Every subset of the creative industries includes activities which are driven by commercial intent, and some which are not. For the purposes of definition, we might consider that only those with commercial intent truly sit within an ‘industry’, with its connotations of producing a product to a profitable end. Activities with little or no commercial intent can be seen as artistically valid – even essential – but their lack of connection to industry could allow us to classify them differently.

The level of commercial intent within each industry subsector will vary. Some, like architecture, exist almost entirely within the for-profit arena. Others, like visual arts, straddle between not-for-profit and for-profit activities.

My diagram below (not based on real numbers) is an attempt to illustrate this proposition. Each subsector is represented by a column, showing 100% of that subsector’s activity. The position of each column indicates the estimated proportion of each sector which is commercially driven. Under this model, we might see the ‘creative industries’ as existing only in the upper band.


For my purposes – thinking about entrepreneurialism in the creative industries – such a model could be very useful.

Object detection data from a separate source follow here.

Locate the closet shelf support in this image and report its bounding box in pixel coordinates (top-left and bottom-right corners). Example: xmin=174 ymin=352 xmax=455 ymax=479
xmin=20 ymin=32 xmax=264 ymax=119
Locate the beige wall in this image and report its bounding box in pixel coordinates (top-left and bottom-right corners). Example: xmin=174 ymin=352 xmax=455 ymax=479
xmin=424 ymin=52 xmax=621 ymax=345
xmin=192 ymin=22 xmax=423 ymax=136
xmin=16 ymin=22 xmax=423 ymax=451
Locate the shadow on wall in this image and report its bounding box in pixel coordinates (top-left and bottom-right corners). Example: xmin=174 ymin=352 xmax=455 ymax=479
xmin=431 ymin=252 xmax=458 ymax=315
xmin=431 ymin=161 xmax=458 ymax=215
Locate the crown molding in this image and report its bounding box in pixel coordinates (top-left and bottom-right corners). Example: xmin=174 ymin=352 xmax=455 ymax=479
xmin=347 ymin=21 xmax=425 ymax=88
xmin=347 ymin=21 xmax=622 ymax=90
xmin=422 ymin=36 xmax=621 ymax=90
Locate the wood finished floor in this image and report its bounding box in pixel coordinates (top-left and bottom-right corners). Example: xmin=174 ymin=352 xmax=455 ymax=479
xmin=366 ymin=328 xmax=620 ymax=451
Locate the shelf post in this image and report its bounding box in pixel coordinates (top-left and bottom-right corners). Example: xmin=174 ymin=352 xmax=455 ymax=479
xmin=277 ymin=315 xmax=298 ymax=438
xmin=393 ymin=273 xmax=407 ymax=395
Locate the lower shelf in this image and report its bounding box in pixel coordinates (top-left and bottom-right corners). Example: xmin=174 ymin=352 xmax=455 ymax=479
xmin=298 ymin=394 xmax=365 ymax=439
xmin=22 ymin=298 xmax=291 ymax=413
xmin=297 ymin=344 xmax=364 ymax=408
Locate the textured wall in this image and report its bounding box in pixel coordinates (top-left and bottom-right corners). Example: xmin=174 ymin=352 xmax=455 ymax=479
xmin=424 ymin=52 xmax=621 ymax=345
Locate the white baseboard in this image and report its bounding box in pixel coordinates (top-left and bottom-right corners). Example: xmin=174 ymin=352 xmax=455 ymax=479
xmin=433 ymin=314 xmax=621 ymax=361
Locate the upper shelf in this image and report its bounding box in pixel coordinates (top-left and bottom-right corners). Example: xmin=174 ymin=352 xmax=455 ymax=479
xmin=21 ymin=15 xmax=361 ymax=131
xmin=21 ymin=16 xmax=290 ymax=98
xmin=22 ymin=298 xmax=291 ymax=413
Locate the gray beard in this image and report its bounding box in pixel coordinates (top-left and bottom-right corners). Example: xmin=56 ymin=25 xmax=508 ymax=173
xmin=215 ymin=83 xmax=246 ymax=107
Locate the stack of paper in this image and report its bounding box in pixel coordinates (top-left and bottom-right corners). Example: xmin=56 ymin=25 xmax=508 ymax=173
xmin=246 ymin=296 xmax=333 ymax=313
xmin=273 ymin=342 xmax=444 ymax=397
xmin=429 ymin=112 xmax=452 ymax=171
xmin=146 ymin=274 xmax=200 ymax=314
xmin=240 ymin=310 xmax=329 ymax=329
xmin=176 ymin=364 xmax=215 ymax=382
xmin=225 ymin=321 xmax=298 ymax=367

If we start with the idea that a critical component of entrepreneurship is driven by commercial intent, the definition used could exclude activity in the creative industries which although artistically valuable, lacks that commercial intent. It might save us from having to argue the centrality of the arts – or any other creative endeavour – with the creative industries. But it would also require a debate about what qualifies as commercially driven product, and how much of that commercial intent resides in each industry subsector.

Ref: O’Connor, Justin (2010)
The cultural and creative industries : a literature review [2nd ed.].
Creativity, Culture and Education Series.
Creativity, Culture and Education, London.